Above me, the shower spurts more hot water over my head. It runs down my body, this body that has grown around me for almost forty years, that has carried and cushioned me from a hard world. Here, a scar on my shoulder from when I scraped the rough bottom of my parents’ pool – there, above my knee, a recent red welt from where a bamboo stake pierced the skin in an over-zealous pruning expedition. I watch a drop of water travel down from my chest, pausing for some literal navel gazing around the spot where they cut me off from my mother, and follow it as it drips off the tip of my sex, landing on my toe and trickling away down the drain. I stare down at the glistening, damp patch of hair surrounding where I’d create life if ever I were to have a child. I know now, and I’ve known all my life, that I will never use it for that purpose. I won’t have children. Turning forty won’t change my thoughts on that, but it does cause pause, and wonder. It also brings up the prospect of mortality looming on a distant horizon. I’m probably about halfway there. What, if anything, will I leave behind?
SO I TOOK THE ROAD LESS TRAVELLED BY
AND I BARELY MADE IT OUT ALIVE
THROUGH THE DARKNESS SOMEHOW I SURVIVED
TOUGH LOVE – I KNEW IT FROM THE START
DEEP DOWN IN MY REBEL HEART
I’ve tried different ways of leaving a legacy, desperate attempts at not being forgotten – attention-getting antics, doing something or wearing something or writing something that wants only to be remembered. I won’t have anyone who will tell my stories later on, just what exists here, in this virtual online realm, a ghost until my host stops receiving payments, and then a page that cannot be located. One day I may only be an Error – Not Found. Then will I truly be gone? I don’t know. I don’t know how dark that place may be.
Until that darkness arrives, however, I will be here. Even if it’s futile, I’ll go down fighting. I will do my best to display a galvanized compassion, to uphold a nobility that may not even count for much in this world. Even if it doesn’t matter to anyone else, it matters to me. Maybe these words will live on, maybe they won’t, but for now, for this day and night, I am here. You are here. We are here, and we are together.

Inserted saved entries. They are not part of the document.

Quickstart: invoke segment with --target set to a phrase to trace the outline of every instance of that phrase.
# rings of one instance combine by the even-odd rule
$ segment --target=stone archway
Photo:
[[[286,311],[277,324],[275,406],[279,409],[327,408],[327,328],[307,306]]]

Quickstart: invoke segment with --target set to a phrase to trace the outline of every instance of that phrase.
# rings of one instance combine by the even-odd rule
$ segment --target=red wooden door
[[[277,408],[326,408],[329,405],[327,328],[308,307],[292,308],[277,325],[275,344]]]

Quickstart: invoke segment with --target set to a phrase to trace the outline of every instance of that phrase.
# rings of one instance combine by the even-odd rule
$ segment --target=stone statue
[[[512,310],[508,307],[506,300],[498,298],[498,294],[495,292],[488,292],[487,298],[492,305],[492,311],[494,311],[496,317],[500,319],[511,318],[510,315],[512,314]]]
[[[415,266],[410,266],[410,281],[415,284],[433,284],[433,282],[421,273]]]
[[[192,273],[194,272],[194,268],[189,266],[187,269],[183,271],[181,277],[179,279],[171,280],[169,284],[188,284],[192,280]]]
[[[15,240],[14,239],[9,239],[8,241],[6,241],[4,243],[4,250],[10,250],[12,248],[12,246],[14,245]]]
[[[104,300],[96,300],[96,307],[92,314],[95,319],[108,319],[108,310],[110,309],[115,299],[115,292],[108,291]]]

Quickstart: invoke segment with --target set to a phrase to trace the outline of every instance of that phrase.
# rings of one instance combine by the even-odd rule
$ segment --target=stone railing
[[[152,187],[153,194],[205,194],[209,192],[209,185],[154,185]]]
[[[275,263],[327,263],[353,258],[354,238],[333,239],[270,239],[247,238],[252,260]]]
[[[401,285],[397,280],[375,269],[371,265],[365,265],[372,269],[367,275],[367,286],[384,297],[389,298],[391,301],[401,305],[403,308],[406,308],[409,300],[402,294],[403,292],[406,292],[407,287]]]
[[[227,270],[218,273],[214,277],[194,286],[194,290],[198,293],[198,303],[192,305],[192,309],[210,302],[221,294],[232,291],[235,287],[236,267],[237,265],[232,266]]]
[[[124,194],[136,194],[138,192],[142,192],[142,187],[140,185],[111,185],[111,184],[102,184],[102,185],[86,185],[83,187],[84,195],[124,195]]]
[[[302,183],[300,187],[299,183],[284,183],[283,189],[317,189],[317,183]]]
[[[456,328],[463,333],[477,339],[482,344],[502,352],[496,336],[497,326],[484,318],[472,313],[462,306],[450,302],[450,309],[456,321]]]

The shower stops. The song ends. I wipe the water off of my face. Tomorrow I will be 40.
Madonna has said that ‘Rebel Heart’ is the embodiment of two sides of her personality – the rebellious controversial part, and the romantic softer side. It’s a fitting juxtaposition: a warrior is nothing without heart, and a heart cannot beat without some protection. It seems both strange and inevitable that thirty years into her game, and one day short of forty years into my life, she has become the woman warrior forging the way to the future – unstoppable, heroic, and brave.
SO I TOOK THE ROAD LESS TRAVELED BY AND I BARELY MADE IT OUT ALIVE
THROUGH THE DARKNESS SOMEHOW I SURVIVED
TOUGH LOVE – I KNEW IT FROM THE START, DEEP DOWN IN THE DEPTH OF MY REBEL HEART.
IN MY REBEL HEART… IN MY REBEL HEART.